Our ancestors ran barefoot, which got Lieberman interested in barefoot running. That led to a worldwide trend and the science behind the 2009 book Born to Run by Christopher McDougall.

Both sexes are good at distance running, with top women only slightly behind the top men. Lieberman attributes most of the difference to the higher percentage of fat carried by women, which acts as deadweight.

Hunter College anthropologist Herman Pontzer, who collaborated in the gluteus maximus experiment, agrees that we're born to run. Once you get to distances comparable to a marathon, he said, "we hold our own against the best animals."

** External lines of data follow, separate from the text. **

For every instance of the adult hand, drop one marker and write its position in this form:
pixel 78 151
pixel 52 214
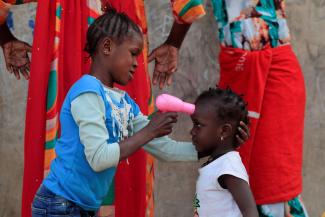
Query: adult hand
pixel 166 60
pixel 16 58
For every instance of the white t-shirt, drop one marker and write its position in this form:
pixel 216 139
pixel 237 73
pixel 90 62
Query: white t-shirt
pixel 211 200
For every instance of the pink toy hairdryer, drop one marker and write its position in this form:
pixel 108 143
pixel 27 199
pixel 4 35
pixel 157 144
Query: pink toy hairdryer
pixel 168 103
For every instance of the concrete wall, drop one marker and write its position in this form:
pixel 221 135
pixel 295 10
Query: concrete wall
pixel 198 69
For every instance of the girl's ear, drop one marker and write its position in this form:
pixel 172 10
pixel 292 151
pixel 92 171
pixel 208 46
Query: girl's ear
pixel 107 46
pixel 226 130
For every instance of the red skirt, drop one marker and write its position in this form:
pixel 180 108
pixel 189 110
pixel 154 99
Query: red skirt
pixel 273 85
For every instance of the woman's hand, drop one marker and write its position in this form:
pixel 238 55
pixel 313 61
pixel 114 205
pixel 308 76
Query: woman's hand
pixel 243 133
pixel 16 58
pixel 166 59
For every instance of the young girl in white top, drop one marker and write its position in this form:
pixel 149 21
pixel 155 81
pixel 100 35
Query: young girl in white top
pixel 222 188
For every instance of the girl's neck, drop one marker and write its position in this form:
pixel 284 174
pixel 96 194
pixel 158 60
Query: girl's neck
pixel 218 152
pixel 97 71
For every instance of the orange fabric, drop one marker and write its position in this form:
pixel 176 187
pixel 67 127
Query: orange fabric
pixel 5 6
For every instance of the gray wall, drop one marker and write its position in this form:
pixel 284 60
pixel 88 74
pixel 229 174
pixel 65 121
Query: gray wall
pixel 198 69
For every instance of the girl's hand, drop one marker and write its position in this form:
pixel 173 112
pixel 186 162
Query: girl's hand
pixel 166 59
pixel 161 124
pixel 243 133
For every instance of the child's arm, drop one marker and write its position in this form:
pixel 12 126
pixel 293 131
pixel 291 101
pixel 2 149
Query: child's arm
pixel 242 194
pixel 88 111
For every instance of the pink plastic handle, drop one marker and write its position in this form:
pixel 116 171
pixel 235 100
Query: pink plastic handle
pixel 168 103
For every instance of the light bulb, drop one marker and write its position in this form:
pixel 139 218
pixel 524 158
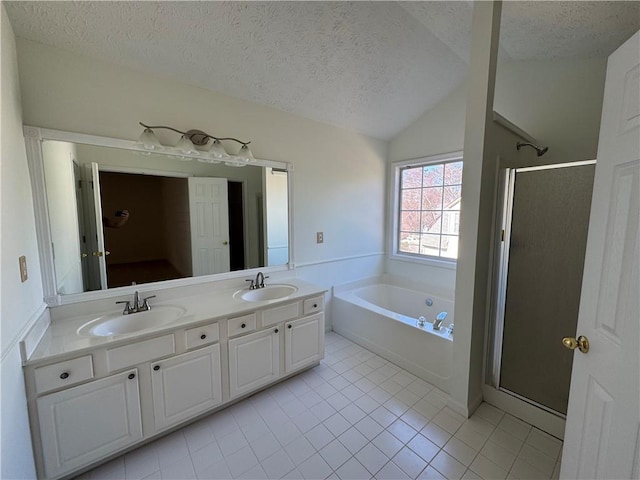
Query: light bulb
pixel 245 154
pixel 186 146
pixel 217 150
pixel 149 140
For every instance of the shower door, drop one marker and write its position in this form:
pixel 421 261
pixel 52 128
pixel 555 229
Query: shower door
pixel 545 239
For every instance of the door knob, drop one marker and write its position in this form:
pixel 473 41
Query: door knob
pixel 582 343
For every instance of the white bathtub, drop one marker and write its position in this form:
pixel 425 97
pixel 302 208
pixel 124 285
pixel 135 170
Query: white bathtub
pixel 382 316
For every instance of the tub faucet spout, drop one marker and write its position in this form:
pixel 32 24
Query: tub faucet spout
pixel 437 323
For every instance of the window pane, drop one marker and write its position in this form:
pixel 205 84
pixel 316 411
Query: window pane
pixel 449 248
pixel 451 222
pixel 432 175
pixel 411 199
pixel 410 221
pixel 429 244
pixel 431 222
pixel 452 198
pixel 432 198
pixel 409 242
pixel 428 209
pixel 453 173
pixel 411 177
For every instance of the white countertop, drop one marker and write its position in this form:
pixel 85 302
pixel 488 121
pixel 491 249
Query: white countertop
pixel 62 339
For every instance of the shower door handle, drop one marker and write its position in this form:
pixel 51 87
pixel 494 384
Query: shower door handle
pixel 582 343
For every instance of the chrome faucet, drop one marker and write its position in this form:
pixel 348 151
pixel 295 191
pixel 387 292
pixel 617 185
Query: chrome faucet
pixel 135 306
pixel 260 280
pixel 437 323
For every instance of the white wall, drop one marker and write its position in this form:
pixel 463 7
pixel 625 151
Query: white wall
pixel 20 303
pixel 339 176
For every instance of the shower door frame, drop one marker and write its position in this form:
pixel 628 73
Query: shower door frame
pixel 504 218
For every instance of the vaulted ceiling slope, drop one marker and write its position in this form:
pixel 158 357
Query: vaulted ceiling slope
pixel 371 67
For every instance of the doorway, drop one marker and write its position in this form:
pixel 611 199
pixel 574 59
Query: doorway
pixel 544 233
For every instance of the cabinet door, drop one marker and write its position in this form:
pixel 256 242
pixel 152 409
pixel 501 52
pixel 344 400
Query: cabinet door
pixel 186 385
pixel 254 360
pixel 304 341
pixel 82 424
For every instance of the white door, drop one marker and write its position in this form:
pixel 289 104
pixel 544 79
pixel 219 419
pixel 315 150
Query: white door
pixel 101 252
pixel 83 424
pixel 603 419
pixel 303 340
pixel 186 385
pixel 209 215
pixel 254 360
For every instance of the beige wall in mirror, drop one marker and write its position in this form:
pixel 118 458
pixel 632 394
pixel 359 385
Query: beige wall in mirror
pixel 121 217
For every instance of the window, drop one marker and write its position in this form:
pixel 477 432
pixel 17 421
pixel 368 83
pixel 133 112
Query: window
pixel 428 208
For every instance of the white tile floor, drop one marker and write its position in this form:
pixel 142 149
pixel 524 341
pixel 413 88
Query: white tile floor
pixel 355 416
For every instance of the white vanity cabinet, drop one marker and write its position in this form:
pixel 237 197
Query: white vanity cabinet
pixel 186 385
pixel 303 342
pixel 83 424
pixel 254 361
pixel 90 404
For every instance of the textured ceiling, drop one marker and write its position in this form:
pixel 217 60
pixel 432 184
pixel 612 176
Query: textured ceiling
pixel 372 67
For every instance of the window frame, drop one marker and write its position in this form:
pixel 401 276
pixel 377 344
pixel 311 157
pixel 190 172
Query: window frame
pixel 394 209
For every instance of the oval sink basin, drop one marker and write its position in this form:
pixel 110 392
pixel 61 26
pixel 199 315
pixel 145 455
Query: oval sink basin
pixel 270 292
pixel 118 324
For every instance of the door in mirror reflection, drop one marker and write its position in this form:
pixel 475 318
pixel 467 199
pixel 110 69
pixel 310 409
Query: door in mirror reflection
pixel 133 218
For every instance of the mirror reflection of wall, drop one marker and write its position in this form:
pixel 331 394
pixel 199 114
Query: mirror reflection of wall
pixel 146 222
pixel 155 242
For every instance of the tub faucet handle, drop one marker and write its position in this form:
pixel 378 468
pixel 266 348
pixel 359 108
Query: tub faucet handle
pixel 437 323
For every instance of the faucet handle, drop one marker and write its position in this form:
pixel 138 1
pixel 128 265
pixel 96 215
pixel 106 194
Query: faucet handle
pixel 145 303
pixel 127 308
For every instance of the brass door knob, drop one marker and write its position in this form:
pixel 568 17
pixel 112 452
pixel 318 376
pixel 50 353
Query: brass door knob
pixel 582 343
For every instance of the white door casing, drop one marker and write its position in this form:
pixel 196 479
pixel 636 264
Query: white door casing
pixel 101 253
pixel 603 418
pixel 209 218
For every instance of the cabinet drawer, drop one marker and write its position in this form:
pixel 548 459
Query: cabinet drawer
pixel 280 314
pixel 203 335
pixel 313 305
pixel 63 374
pixel 122 357
pixel 243 324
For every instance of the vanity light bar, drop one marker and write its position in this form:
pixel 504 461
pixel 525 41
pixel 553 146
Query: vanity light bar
pixel 186 150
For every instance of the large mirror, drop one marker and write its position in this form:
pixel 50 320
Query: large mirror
pixel 117 216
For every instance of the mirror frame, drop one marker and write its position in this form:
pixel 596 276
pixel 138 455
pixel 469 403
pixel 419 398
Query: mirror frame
pixel 34 137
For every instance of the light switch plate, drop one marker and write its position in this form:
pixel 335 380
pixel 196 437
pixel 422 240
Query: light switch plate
pixel 23 268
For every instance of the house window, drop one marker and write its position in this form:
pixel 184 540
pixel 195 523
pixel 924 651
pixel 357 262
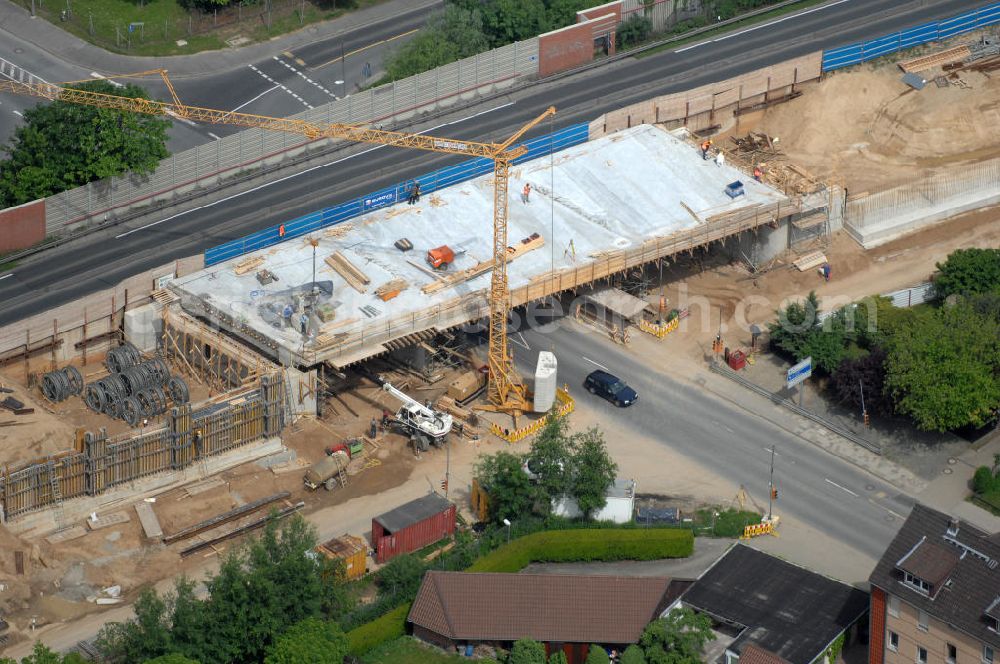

It's true most people can't even run a quarter marathon today, but that likely wasn't the case for most of human existence. Pontzer studies hunter-gatherer populations, including the Hadza of Africa. They're in great aerobic shape, he said, due to their lifestyle. "They don't call it training; they call it living."

"People talk about how wimpy humans are, but these are usually out-of-shape scientists talking," said Pontzer. Scientists who run, such as Lieberman, may naturally think differently. Pontzer, being a rock climber, objects to the idea that we've traded in all our climbing ability. "Humans can climb 3,000 vertical feet in 12 hours," he said, and rock climbing is more difficult than tree climbing.

But marathon running remains one of the great demonstrations of humanity's physical and mental power. So next Sunday, cheer for the Philadelphia Marathon runners. They remind us what we're capable of doing.